Ia tersenyum, “Selamat pagi, Mas.”

Aku tersenyum mendengarnya.

Tangannya merapihkan rambut gondrongku yang acak-acakan. Menyibakkannya di belakang telingaku, tangannya sangat lembut dan juga menghangatkan. Dan yang kusuka, satu kecupan bibirnya mendarat di pipiku.

Ia tersenyum, lalu masuk ke dalam pelukanku yang hangat oleh tubuhnya. Hatiku berdesir. Aku bahagia bersamanya. Semua penat yang hidup dalam jiwaku seketika mati, juga soal perdebatan modal pernikahan kala itu. Semuanya telah berlalu.

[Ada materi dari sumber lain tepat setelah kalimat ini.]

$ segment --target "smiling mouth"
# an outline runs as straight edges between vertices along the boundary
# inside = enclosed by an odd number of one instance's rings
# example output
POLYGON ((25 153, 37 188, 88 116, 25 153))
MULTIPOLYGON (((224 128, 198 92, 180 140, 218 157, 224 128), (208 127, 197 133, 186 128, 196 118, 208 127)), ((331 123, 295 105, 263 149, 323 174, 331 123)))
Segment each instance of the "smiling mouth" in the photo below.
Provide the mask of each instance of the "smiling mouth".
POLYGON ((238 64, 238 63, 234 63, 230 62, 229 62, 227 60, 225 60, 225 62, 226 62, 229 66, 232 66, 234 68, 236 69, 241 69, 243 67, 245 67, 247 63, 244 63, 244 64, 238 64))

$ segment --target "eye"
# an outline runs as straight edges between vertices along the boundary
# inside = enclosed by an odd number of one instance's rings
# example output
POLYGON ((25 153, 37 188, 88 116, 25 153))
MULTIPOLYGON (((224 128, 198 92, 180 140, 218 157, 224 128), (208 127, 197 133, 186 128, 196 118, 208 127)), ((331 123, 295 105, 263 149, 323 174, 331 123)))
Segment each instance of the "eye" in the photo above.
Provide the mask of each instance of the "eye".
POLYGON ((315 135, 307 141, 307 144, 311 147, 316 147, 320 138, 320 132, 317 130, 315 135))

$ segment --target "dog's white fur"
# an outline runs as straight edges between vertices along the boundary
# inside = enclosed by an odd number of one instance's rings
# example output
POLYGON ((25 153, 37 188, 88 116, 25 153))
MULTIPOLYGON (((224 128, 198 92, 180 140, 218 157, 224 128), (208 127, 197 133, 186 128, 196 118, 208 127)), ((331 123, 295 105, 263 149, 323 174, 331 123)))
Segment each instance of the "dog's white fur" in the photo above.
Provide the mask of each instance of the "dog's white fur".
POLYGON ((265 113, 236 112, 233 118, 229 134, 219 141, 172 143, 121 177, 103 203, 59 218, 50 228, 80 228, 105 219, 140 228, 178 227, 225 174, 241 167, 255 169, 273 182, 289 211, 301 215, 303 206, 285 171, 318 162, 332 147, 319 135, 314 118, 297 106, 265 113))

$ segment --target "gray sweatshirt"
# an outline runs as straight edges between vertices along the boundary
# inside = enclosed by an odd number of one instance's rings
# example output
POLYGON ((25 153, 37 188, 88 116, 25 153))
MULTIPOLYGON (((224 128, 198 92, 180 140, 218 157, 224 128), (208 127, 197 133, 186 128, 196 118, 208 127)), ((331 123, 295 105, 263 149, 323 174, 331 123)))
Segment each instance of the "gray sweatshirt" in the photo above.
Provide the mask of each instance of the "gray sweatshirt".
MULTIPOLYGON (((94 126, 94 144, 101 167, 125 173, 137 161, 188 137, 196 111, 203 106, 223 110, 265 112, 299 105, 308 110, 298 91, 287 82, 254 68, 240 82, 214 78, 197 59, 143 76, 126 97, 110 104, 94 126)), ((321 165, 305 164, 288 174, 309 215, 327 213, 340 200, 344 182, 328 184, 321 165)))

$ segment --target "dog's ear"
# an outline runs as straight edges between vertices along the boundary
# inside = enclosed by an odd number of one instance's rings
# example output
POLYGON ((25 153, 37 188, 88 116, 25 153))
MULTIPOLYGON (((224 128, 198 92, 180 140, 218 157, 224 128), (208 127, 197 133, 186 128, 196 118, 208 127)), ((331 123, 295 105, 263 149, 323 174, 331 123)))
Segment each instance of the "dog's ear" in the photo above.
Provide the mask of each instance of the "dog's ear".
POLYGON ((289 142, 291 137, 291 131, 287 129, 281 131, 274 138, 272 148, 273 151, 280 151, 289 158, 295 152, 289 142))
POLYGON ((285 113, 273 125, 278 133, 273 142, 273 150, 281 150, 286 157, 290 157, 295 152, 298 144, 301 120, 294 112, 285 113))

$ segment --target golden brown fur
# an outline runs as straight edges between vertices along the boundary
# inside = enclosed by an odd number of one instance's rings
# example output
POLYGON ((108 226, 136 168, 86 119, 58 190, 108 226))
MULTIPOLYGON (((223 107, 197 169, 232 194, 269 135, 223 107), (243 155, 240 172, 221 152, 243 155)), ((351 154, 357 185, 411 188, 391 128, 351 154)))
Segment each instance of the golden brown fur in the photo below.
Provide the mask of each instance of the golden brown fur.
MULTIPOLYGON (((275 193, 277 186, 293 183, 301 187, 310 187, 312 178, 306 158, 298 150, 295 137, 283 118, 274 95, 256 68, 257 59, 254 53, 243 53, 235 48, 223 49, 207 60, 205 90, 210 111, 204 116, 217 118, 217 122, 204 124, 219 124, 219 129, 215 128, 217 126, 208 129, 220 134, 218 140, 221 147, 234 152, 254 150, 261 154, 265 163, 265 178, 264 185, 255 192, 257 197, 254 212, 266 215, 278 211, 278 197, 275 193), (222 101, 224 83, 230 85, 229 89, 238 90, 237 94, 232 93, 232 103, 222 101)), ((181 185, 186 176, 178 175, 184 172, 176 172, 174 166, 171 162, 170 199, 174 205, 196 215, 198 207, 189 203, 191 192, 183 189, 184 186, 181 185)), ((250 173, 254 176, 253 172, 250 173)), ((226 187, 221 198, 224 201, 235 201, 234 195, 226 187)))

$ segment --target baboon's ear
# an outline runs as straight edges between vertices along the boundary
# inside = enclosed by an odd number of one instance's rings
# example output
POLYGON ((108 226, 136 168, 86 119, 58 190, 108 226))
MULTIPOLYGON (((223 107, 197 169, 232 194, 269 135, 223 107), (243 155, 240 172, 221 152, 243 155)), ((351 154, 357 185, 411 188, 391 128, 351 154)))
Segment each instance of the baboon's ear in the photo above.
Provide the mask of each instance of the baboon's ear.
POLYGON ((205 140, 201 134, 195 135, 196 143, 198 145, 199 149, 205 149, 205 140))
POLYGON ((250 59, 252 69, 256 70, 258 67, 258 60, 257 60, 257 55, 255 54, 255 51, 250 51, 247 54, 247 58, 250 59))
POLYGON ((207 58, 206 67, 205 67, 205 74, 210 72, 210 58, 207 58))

Ia mencintaiku dengan sederhana. Katanya, semua perkataan yang pernah menamparku telak adalah penguatan untukku, ia hanya ingin melihat kesungguhanku sebagai seseorang yang benar-benar menyayanginya. Dan benar, ia mampu mengajarkanku arti bertahan dan berjuang—juga menyadarkan ketololanku. Pun sampai detik ini kami masih bertahan meskipun hanya ditemani dengan segelas teh tawar.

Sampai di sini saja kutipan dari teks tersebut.